One Click Knowledge Graph Creation Creates Bad Graphs
Recently, there has been a lot of hype on the promise of Knowledge Graphs in AI workflows. A large part of this is the growing realization that we want to structure context and knowledge in such a way that makes it easy to pull in relevant information, to combine both structured and unstructured search together. Vector databases and vector RAG is the most popular solution for building custom AI solutions with your own data, but vector RAG alone is insufficient for complex workflows and use cases that have a high bar for accuracy. So there is high demand for an easy way to ‘connect the relevant dots.’
Knowledge Graphs, conceptually, are the definition of ‘connect the relevant dots’, even if there is no standard or broadly accepted definition of what a knowledge graph is.
Regardless, for those who have been working in search and data for a long time, it is clear that Knowledge Graphs are relevant, and some of the most successful search companies have been using structured data in some way, shape or form.

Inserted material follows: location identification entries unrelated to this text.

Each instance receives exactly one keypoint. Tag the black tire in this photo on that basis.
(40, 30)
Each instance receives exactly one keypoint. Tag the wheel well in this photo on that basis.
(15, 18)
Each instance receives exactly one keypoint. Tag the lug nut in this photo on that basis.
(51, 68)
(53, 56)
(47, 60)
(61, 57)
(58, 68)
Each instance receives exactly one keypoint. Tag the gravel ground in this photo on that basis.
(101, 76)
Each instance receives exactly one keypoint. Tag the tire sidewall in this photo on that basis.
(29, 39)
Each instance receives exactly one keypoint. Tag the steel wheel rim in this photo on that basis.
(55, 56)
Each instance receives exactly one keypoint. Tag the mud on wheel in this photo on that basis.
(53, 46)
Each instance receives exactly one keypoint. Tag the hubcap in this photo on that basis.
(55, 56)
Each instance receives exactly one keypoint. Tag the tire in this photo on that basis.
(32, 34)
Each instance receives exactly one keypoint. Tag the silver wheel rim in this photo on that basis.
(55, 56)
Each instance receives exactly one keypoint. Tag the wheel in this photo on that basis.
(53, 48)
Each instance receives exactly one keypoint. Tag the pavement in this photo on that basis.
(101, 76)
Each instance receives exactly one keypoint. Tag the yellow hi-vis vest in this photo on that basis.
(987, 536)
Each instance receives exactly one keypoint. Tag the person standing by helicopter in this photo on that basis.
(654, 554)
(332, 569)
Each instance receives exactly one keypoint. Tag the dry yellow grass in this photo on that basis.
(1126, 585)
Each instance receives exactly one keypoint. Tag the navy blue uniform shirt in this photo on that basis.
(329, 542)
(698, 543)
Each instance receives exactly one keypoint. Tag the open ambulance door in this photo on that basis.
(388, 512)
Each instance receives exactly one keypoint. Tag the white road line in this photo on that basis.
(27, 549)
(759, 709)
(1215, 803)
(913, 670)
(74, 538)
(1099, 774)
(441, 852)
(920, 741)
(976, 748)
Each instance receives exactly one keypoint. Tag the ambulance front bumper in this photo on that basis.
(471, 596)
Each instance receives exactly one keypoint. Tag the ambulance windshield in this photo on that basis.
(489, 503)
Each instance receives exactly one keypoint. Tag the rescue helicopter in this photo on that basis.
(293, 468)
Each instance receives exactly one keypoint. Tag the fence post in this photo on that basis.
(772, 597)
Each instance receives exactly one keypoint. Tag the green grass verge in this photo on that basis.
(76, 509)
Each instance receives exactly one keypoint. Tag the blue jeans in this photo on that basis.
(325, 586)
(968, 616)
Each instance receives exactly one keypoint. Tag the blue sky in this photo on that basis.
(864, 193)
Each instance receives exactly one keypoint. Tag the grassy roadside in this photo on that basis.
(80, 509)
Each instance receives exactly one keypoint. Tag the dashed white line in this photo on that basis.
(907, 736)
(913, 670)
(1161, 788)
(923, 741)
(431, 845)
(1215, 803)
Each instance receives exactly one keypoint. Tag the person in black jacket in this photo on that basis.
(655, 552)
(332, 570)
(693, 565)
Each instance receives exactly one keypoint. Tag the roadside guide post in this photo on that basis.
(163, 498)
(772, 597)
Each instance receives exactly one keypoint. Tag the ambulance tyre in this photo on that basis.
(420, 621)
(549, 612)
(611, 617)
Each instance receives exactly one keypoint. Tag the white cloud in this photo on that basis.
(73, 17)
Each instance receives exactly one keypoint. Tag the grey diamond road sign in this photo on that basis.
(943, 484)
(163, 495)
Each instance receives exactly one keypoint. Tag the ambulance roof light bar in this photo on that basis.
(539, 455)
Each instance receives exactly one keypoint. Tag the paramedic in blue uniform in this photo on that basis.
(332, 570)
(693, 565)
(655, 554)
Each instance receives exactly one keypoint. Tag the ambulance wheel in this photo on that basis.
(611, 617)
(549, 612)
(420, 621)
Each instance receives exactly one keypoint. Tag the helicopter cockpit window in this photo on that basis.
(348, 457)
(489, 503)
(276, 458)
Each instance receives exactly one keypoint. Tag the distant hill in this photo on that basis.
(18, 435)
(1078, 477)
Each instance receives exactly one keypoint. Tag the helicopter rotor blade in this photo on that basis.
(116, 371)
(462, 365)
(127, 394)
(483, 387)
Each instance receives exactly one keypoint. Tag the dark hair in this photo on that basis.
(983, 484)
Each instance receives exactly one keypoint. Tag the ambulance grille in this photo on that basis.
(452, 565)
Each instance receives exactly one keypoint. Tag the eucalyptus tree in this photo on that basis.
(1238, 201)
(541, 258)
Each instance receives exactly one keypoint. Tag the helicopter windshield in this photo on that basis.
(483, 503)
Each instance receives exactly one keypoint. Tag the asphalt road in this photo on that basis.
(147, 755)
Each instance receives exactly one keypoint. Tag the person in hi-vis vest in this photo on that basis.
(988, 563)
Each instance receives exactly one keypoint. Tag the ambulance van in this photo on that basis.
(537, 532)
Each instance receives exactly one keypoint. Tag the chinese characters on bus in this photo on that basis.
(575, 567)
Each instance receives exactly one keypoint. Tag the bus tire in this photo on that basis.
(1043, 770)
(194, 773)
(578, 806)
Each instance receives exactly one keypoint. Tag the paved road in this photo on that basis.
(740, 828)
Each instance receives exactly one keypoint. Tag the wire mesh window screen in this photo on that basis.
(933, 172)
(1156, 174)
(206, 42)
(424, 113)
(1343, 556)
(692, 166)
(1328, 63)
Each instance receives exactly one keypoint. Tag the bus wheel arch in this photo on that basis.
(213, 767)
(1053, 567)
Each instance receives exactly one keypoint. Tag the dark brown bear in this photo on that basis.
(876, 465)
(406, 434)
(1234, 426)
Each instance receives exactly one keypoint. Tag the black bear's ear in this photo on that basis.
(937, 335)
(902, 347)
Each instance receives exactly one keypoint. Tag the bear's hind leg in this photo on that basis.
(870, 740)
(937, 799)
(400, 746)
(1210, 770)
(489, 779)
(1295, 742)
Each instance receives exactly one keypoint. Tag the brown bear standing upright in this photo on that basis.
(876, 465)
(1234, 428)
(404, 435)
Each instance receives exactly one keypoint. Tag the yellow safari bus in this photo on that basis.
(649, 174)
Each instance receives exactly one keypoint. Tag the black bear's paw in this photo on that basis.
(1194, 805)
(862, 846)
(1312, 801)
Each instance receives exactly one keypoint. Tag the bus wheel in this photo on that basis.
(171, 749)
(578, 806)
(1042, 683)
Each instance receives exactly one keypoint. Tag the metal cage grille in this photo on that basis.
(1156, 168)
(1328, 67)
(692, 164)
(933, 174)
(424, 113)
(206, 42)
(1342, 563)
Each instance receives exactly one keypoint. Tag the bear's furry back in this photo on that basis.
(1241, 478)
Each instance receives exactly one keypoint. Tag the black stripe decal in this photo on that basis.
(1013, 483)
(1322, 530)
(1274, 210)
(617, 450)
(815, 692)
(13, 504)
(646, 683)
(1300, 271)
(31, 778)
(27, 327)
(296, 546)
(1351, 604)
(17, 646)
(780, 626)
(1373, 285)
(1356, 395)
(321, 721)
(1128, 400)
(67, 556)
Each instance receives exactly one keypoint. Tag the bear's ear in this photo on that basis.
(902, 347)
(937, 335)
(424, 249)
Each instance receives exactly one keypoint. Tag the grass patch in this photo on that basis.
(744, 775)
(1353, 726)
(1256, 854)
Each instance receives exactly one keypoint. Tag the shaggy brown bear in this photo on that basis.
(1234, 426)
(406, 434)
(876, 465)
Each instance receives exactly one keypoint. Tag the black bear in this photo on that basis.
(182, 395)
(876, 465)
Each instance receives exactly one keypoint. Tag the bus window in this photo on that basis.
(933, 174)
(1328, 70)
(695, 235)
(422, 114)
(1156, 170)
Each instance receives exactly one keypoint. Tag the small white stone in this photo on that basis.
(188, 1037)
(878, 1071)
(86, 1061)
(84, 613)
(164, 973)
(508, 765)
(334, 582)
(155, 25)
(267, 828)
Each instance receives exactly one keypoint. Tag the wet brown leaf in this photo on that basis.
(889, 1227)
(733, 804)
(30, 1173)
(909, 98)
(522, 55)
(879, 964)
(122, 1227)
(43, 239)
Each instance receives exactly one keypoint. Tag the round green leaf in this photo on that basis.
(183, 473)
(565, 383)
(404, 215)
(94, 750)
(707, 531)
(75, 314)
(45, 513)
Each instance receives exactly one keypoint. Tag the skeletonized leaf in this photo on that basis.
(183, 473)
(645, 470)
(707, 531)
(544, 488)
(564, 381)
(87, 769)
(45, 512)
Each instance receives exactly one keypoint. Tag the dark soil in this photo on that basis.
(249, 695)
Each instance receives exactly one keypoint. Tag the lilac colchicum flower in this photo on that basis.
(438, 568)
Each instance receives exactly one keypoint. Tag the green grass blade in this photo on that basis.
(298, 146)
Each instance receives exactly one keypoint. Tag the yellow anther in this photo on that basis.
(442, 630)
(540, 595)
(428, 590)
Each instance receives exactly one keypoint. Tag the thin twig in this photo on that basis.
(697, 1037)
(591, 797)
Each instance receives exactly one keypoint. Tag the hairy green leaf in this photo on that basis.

As part of this sentiment, there have been a few attempts to build one-click graph creation models and platforms. After much experimentation and experience building graph solutions in the real world, we do not believe the graphs created through these systems are robust enough to be used for anything outside of toy examples, and disappointing results from these platforms are more than likely to detract from the real value of using graph data structures in your workflows.
The main reason for this is that everyone’s use case and data requirements are different. The vast majority of enterprise use-cases are sufficiently complex that they require a custom approach, meaning the supporting data structures, retrieval strategies, and data processing strategies must be tailored to their use case.
Given that Knowledge Graphs are designed to deliver relevancy in ways that vector RAG alone were incapable. This requires lots of expert input, entity resolution, data modeling and validation, etc. The idea that one-click graphs could create 100% accurate general graphs is, in our opinion, conceptually impossible. We will get 100% accurate one-click Vector RAG solutions before we get 100% accurate one click Knowledge Graph RAG solutions.
Coincidentally and unrelatedly, this is a sentiment similarly shared recently by the founder of Neo4J, about attempts to automatically create a graph with an LLM.
A focus on Services for Graph Creation / Architecture Design
As part of this observation, we will be deprecating our automated triple creation feature (i.e. the create graph from schema button). This feature had always required and focused on providing workflows for opinionated schema generation, with its own schema co-pilot tools. While the schema generation tools will continue to exist, we wanted to specifically tackle expectations of perfectly created graphs from poorly developed schemas.
We have always believed in human-in-the-loop graph creation processes and have broken up the individual steps involved with the graph creation step and focused on workflow features to allow a human in the loop process. However, there was still an unintended expectation from users that graph creation and schema design would be at best a few minutes process. In contrast, see this case study about how we built an end to end Temporal Knowledge Graph system for a healthcare client, where 80% of the 25 hours spent was on schema design.
We believe a lot of these one-click graph solutions are fundamentally vaporware, and unfortunately deliver AI hype over actual business outcome, and want to make a clear delineation.
WhyHow will remain the platform to help with modular graph orchestration, manipulation, and retrieval. For graph creation, we will continue our services helping startups and enterprises with ontology design, E2E multi-agent knowledge graph design and implementation.
We have released a number of case studies showing the work we have done with clients and design partners, showcase our process for exploratory data analysis, and the range of data structures built. You can see examples of these case studies here:
- Healthcare: https://medium.com/enterprise-rag/case-study-turning-doctor-transcripts-into-temporal-medical-record-knowledge-graphs-cf624d4927eb
- Finance: https://medium.com/enterprise-rag/knowledge-graphs-completeness-multi-document-retrieval-benchmark-6304905a0a6c
- Legal: https://medium.com/enterprise-rag/legal-document-rag-multi-graph-multi-agent-recursive-retrieval-through-legal-clauses-c90e073e0052
You can also still rely on existing triple creation packages and processes, including things like Langchain’s LLMGraphTransformer and load those triples into the WhyHow platform for manipulation, and we have a range of different notebooks that showcase different triple creation techniques being plugged into the WhyHow platform.